Young people have been flocking to their laptops and computers rather than sit in front of the TV for the last few years, but the survey released by Forrester Research showed that older Americans are starting to shift their leisure time away from the TV as well. These results seem to suggest that the practice of cutting the cord from cable providers and consuming all content over the Internet, whether through movie streaming services like Netflix or TV streaming websites like Hulu, is gaining traction. The survey results from Forrester show that more people are using the Internet to watch video, 33% of adults said they do so now, as opposed to only 18% in 2007. According to Jacqueline Anderson who wrote the report for Forrester, young people are becoming more accustomed to watching TV online.
"For the younger population, the TV is still important, but where they're getting that content from is changing," said Anderson. "For the generations that are coming up, that's where we're going to see the cut."
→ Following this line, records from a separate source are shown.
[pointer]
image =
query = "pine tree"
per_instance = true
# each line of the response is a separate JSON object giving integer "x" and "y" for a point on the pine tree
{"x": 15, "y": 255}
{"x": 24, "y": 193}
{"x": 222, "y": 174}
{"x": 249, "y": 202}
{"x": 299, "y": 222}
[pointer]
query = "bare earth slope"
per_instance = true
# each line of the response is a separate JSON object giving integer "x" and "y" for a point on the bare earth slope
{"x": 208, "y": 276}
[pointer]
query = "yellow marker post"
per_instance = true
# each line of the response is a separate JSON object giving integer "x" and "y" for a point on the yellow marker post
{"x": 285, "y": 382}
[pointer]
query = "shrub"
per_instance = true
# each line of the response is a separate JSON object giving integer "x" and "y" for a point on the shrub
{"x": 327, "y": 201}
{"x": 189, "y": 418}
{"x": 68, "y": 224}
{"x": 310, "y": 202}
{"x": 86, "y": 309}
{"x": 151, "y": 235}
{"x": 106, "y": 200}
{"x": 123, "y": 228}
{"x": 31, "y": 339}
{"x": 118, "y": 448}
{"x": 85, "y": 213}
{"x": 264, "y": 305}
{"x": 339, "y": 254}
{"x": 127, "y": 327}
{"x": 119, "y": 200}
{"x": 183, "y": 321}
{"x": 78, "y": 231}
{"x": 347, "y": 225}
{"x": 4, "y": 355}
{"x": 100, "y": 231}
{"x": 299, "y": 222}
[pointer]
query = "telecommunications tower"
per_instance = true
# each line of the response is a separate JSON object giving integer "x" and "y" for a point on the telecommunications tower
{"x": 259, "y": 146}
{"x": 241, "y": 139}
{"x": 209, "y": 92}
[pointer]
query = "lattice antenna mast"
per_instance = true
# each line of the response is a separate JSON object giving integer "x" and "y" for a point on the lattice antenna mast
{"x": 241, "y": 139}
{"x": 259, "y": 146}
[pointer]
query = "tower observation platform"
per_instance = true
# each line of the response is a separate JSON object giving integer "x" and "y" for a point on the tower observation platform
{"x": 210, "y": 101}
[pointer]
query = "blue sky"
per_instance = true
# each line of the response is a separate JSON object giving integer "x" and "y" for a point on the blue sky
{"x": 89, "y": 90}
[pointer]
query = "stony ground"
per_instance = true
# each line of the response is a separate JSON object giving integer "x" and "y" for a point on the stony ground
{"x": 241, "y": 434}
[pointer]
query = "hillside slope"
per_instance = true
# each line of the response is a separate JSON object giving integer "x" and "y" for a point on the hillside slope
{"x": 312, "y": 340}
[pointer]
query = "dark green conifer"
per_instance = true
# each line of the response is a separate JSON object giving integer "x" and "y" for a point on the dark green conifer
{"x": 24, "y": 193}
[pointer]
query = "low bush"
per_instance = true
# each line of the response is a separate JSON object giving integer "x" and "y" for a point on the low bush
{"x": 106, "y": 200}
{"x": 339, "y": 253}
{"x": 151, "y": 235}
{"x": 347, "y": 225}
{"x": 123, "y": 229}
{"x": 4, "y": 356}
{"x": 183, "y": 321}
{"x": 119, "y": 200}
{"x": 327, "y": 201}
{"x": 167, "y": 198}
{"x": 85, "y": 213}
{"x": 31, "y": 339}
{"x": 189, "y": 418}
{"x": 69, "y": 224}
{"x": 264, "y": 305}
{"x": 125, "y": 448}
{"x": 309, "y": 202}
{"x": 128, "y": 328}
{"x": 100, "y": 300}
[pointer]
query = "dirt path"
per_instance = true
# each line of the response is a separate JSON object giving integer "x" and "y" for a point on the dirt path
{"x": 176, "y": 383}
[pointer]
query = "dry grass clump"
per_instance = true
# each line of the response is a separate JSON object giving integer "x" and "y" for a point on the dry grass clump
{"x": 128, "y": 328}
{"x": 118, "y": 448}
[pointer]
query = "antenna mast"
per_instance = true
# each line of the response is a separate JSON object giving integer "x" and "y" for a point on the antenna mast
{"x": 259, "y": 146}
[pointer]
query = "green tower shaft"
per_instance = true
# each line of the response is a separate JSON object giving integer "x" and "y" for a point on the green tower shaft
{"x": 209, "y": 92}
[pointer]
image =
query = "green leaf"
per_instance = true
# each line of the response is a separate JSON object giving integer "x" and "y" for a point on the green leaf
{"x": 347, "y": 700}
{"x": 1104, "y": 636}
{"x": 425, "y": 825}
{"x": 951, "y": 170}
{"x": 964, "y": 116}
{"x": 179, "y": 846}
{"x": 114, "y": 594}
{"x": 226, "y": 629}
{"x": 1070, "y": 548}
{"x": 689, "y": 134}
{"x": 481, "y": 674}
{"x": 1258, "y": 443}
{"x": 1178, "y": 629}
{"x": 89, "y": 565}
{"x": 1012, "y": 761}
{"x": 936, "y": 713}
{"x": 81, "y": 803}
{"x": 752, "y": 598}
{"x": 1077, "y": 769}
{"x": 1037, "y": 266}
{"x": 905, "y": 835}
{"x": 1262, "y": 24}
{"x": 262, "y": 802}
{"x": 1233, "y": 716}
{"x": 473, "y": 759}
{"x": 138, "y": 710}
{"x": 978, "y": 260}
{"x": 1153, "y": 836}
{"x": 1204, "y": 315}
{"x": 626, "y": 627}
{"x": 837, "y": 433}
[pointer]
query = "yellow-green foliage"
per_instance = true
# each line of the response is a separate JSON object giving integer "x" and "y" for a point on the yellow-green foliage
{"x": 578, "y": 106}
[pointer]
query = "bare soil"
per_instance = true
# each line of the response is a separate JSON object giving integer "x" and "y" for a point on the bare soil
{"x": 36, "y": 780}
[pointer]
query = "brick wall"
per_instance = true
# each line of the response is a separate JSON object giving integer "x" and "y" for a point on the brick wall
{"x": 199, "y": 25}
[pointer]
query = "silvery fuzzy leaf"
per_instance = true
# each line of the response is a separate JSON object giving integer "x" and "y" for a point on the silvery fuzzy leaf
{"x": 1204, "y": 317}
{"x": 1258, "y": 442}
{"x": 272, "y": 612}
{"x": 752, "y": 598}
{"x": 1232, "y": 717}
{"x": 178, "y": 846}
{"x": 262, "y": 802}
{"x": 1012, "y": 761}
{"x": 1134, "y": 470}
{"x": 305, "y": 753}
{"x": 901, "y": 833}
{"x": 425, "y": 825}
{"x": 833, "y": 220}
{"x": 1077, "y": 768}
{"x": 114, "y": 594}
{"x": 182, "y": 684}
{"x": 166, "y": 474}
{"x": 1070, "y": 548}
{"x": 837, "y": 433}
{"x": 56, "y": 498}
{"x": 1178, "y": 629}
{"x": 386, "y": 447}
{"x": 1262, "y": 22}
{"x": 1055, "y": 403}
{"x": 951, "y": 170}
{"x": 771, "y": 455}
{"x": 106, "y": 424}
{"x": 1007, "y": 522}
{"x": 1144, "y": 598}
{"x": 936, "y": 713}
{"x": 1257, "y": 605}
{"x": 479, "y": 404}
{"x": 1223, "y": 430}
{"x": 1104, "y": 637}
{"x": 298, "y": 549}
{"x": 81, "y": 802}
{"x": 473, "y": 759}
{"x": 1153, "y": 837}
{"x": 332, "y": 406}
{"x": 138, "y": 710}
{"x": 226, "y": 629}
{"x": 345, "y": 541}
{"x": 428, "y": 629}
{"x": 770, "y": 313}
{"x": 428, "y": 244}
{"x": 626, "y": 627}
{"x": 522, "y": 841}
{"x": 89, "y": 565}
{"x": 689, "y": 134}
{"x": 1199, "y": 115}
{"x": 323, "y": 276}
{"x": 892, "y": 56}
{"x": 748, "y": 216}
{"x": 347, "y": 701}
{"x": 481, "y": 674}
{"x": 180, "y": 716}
Internet use is still the province of the young, with people under 30 spending 12 hours a week connected to the 'tubes. Grandma, Grandpa, and other people over 66 years of age, spend around 8 hours a week on the Internet, but this time is spent with more typical browsing than video watching. Anecdotal evidence suggests that my Grandma's farm is "really beautiful."
I believe that this data is the beginning of the end for TV. There will always be a place for having a large selection of broadcast channels from which to choose, but I think that people want to watch what they want to watch when they want to watch it. And that means the Internet will only continue to grow as a vehicle for video and other content.